Traffic infringements began to occur shortly after the first automobile was invented in the late 1880s with the first recorded traffic accident in 1891 and the first speeding arrest in 1899. By the early 1900s, police agencies were realizing that the automobile was here to stay, and with that would come a need for traffic enforcement. In 1904, an Ohio police officer issued the first paper traffic ticket. I suppose we could look back and say that was where the history of eTicketing truly began, but in reality, the history of eTicketing is quite a bit more recent.
In 1993, the PDF417 barcode was patented. The barcode was easy to scan with a simple linear scanner, could store a large amount of data, and was essentially ideal for placement on driver’s licenses. Law Enforcement agencies knew there was room for improvement in their current roadside ticketing processes.
“When I worked patrol, we spent so much time writing tickets, especially in cases with multiple violations or DWI arrests. By the time you got your copy, it wasn’t nearly as visible as the court copy. Plus, there was a safety issue having your head down doing all that writing. I used to get ‘jacked up’ because I didn’t write enough tickets”Pete, Retired Western NY Officer
How did the history of eTicketing change the landscape of roadside policing?
- Officers became safer. Statistics show that more time on the roadside results in a higher frequency of accidents, injuries, and deaths. eTicketing enables officers to complete citations in a small fraction of the time it used to take.
- Effective policing. No longer are officers spending their time completing and delivering paperwork to the county clerk’s office. Instead, they issue the eTicket and are back on patrol in minutes.
- Fewer errors. By eliminating handwritten tickets, agencies no longer have to worry about illegible handwriting, spelling mistakes, or other manual errors.

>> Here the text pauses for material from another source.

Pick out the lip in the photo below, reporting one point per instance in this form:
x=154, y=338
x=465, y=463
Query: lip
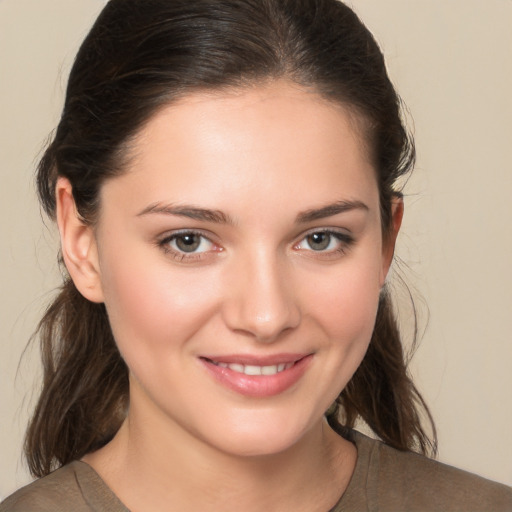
x=260, y=386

- Administrative efficiency. Electronic tickets are transmitted between departments and to the court instantly, versus the many-month delays agencies were seeing in the past. In the courtroom, fewer tickets are dismissed, so the courtroom process is much more efficient as well.
The first PDF417 barcode scanners looked just like the standard barcode scanners you might see in the checkout line at Walmart. Big, bulky, trigger-style scanners that didn’t look like they belonged in a patrol car. Today’s most popular driver’s license scanners, much like the 4910LR Driver’s License Reader, are designed in the same style as a police radio mic. They are easily stored in the patrol car, scan driver’s licenses and vehicle registrations instantly, and automatically populate the barcoded information into the police agency’s software program for a ready-made report.
The history of eTicketing has come a long way since the first drivers entered the roadways in the 19th century. Although not all types of technology have caught on, eTicketing technology is a welcome addition to police agencies nationwide.